"Boom!"
The blast swallowed everything Quinn Hartwell could feel.
Just a second ago, she was still “Blood Phoenix,” the top special‑ops doctor in the world—scalpel in her left hand to save lives, combat knife in her right to take them, living right at the peak.
Then, the brother who’d fought beside her through fire and death drove the very knife she’d gifted him straight into her chest and set off the explosives wired through the base.
"Why… why would you…"
That was the only thought she had before she died.
No answer ever came.
After what felt like an endless stretch of darkness and tearing pain, an even fiercer, rawer hunger slammed into her, as if countless insects were gnawing straight through her organs.
"So… hungry…"
Quinn forced her eyelids apart. Instead of flames of hell, she saw a shabby, dim room.
Walls of packed dirt. A thatched roof. A single beam of sunlight poked through a hole overhead, lighting up the drifting dust.
A sharp stink hit her nose—mold, sweat… and urine all mixed together.
Slap!
A crisp smack rang out, followed by a sharp, screechy voice blasting right beside her ear.
"What’re you bawling for! You little jinx! I dragged you all up this far—selling one for some grain is doing you a favor! Cry again and I’ll sell the whole bunch of you!"
Quinn stiffly turned her head.
An old woman stood there, cheekbones jutting, eyes slanted up, her whole face twisted with meanness. She was yanking hard on a child’s ear.

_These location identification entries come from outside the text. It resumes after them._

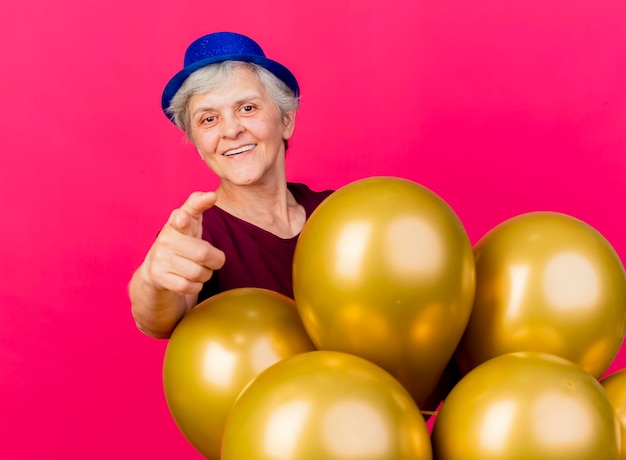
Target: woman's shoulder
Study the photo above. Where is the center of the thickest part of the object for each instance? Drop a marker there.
(300, 190)
(307, 198)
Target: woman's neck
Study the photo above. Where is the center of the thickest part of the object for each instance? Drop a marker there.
(270, 207)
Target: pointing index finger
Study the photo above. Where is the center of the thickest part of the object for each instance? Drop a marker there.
(198, 202)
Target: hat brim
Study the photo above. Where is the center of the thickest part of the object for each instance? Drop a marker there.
(177, 80)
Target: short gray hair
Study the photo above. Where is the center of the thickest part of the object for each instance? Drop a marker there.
(212, 76)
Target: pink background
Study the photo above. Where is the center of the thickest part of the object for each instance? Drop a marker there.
(500, 107)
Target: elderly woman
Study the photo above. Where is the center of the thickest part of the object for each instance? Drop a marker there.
(238, 108)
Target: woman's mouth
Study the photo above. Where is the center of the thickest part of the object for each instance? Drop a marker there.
(238, 150)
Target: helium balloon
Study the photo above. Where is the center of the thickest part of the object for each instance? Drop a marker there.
(383, 269)
(526, 405)
(615, 387)
(325, 405)
(217, 348)
(546, 282)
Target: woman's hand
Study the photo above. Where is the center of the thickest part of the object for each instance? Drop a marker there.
(180, 260)
(167, 283)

The kid was thin as a reed, skin sallow, biting his lip so tight it almost bled, tears swimming in his eyes but not daring to fall.
Behind him, six more kids huddled together—every one of them just as skinny and sickly.
Seven in total.
The seven kids huddled together like a bunch of startled sparrows, shaking and thin as twigs. The boy standing in front spread his arms wide, guarding the others with everything he had. In his eyes—far too young for it—burned a mix of fear, bitterness, and a kind of despair that made the air feel colder.
All of them stared at the old woman, terrified.
The boy’s voice was hoarse, the words stumbling out between shaky breaths. "Grandma… please, I’m begging you, don’t sell Little Seven. He won’t make it… he really won’t…"
"Get out of my way!" The old woman snapped, lifting her foot and kicking the boy hard in the stomach. She cursed as she did it. "Alexander, you ungrateful brat! Your ma is starving to death, and I’m doing this to save her life! What do you know?! He’s just a worthless mouth to feed. If he can get us a sack of black flour, that’s half a month we won’t starve!"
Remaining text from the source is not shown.